UB : Au début j'étais inquiet, j’ai ressenti le poids de la responsabilité. Je ne savais pas quelle direction donner au livre, je pensais que la solution était de traiter l'aspect médical de manière extensive. Le projet avançant, les choses sont devenues plus claires en parlant aux gens. Le cœur de l'histoire n'était pas la maladie, c'étaient les gens, leurs souhaits, leurs espoirs, et leurs peurs. En faisant partie de leur vie, j'ai ressenti la force, la ténacité de ceux qui sont sortis d'un tunnel et se sont ouverts au monde, avec un désir renouvelé de participer, d'être là, de pouvoir faire les choses ordinaires du quotidien.


Peut-être que l'enseignement que j'ai reçu est de cultiver l'espoir et la confiance, même dans les moments les plus difficiles, et que la meilleure façon d'être au monde est de se sentir appartenir aux anneaux d'une seule chaîne.


La BAB : Quelle marge de liberté avez-vous pris pour raconter cette histoire ?


UB : Tout d'abord, j'aimerais préciser que Revivre n'est pas un reportage stricto sensu. Les scènes et les dialogues sont inspirés de faits réels, mais se sont peu à peu adaptés aux besoins narratifs. Ce que je veux, c'est restituer le sens, la substance, la vérité. À cet égard, je me suis assuré d'être clair avec tous les « protagonistes » dont j'ai traduit les confidences en prenant des libertés. Ils m'ont accordé leur confiance.


Par exemple, en ce qui concerne Selma, j'ai pu reconstituer son histoire grâce au Dr Hasan Awad, le néphrologue. La personnalité de Selma m'a été décrite par son frère et sa belle-sœur lorsque j'étais leur hôte à Malte, où ils habitent et où est enterrée Selma. Ils m'ont parlé de son caractère, de ses habitudes, de sa façon d'éduquer ses enfants. Et à partir de cette base j'ai essayé de lui donner vie. Dans le récit, j'ai imaginé les dialogues entre elle et sa famille dont Sandra, sa belle-sœur, après avoir lu le livre, m'a confirmé qu’ils étaient parfaitement plausibles. Une grande satisfaction pour moi.


La BAB : Quel a été l’investissement des 3 bénéficiaires du don dans cet ouvrage ? Ce livre était-il important pour eux ?


UB : Ce livre est important parce que ce qui prime pour eux, c'est que la culture du don d'organes se propage. Ils pensent que leur histoire peut être un exemple pour d’autres personnes qui se retrouvent dans cette situation.  

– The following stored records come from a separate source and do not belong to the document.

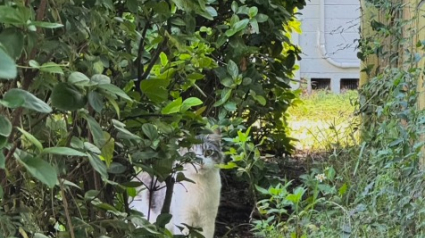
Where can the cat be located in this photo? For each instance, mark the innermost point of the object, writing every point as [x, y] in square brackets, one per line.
[195, 204]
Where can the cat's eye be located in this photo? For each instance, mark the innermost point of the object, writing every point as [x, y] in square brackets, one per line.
[209, 152]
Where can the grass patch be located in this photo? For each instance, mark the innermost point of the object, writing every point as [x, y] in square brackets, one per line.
[323, 120]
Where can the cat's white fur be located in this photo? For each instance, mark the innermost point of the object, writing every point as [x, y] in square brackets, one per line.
[195, 204]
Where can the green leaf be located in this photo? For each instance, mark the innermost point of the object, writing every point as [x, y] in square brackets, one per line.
[172, 107]
[51, 67]
[115, 90]
[99, 166]
[31, 138]
[262, 190]
[108, 149]
[190, 102]
[10, 15]
[78, 78]
[49, 25]
[5, 126]
[16, 97]
[225, 95]
[34, 64]
[121, 127]
[3, 141]
[92, 148]
[163, 219]
[150, 131]
[155, 89]
[253, 12]
[7, 66]
[13, 41]
[114, 104]
[96, 101]
[229, 165]
[96, 131]
[238, 26]
[233, 69]
[261, 17]
[67, 97]
[343, 189]
[260, 99]
[164, 59]
[100, 79]
[254, 26]
[64, 151]
[230, 106]
[2, 160]
[41, 170]
[39, 235]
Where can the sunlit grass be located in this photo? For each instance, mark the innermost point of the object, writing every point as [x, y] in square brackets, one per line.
[324, 121]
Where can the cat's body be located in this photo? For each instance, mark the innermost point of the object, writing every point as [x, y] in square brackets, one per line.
[195, 204]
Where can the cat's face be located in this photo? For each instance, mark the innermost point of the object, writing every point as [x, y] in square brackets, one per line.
[208, 154]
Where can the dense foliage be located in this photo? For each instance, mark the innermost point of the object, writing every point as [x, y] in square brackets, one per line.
[93, 91]
[375, 188]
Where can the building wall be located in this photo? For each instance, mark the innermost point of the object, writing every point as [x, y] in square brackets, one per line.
[330, 30]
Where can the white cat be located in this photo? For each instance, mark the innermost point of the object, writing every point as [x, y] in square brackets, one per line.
[195, 204]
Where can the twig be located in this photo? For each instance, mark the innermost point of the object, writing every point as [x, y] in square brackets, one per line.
[65, 206]
[169, 182]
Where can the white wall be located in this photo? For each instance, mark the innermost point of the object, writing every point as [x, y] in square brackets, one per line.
[330, 30]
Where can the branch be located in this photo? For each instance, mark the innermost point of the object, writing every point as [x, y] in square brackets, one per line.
[65, 206]
[139, 59]
[169, 183]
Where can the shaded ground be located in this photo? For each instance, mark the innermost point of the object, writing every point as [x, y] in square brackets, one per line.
[233, 218]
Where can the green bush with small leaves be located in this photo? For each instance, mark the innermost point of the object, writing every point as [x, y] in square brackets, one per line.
[94, 91]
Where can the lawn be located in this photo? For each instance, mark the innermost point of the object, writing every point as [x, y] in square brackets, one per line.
[324, 120]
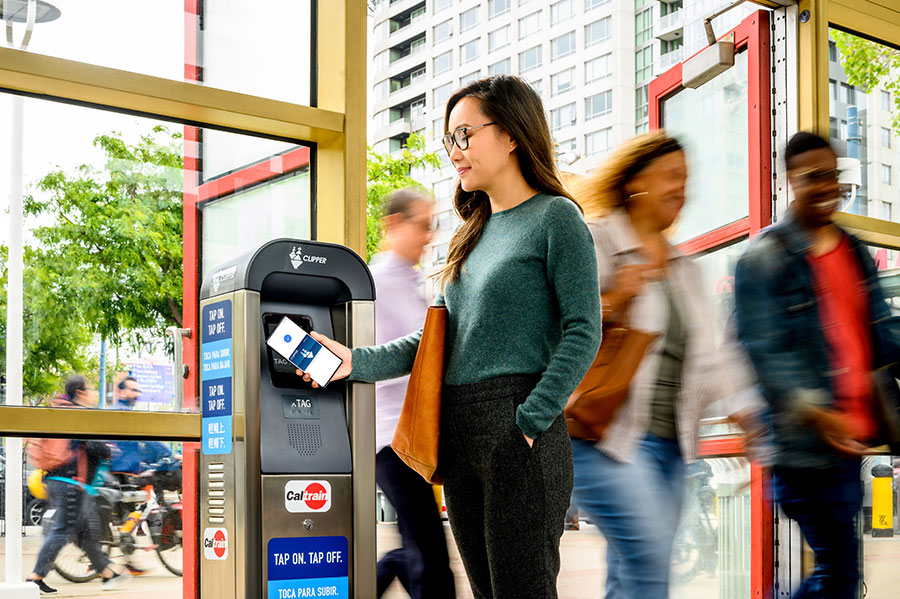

La BAB : Entre Selma, réfugiée palestinienne mourant durant la traversée et ces Italiens qui vivent dans un pays libre et en paix, ce don d’organe a une dimension encore plus symbolique. Un cadeau inestimable, rappelant aussi que tous les êtres sont égaux face à la maladie. Pourtant aujourd’hui, nous avons également vent des terribles trafics d’organes qui ont lieu en Egypte sur des migrants. Quelle réaction ce genre d’actualité provoque-t-il chez vous ?


UB : C'est incroyable comme on garde peu de souvenirs de l'histoire passée. Apparemment, oublier que nous avons un jour été des migrants est un vice récurrent. Maintenant, nous érigeons des murs, nous dessinons des frontières et nous laissons advenir des choses aussi brutales que le trafic d'organes. À ce propos, j'avais lu La Frontiera du journaliste et intellectuel Alessandro Leogrande. Un choc. Je ne peux qu'espérer qu’on changera de cap, que la politique des pays européens prendra en charge de manière responsable le problème dramatique des migrants.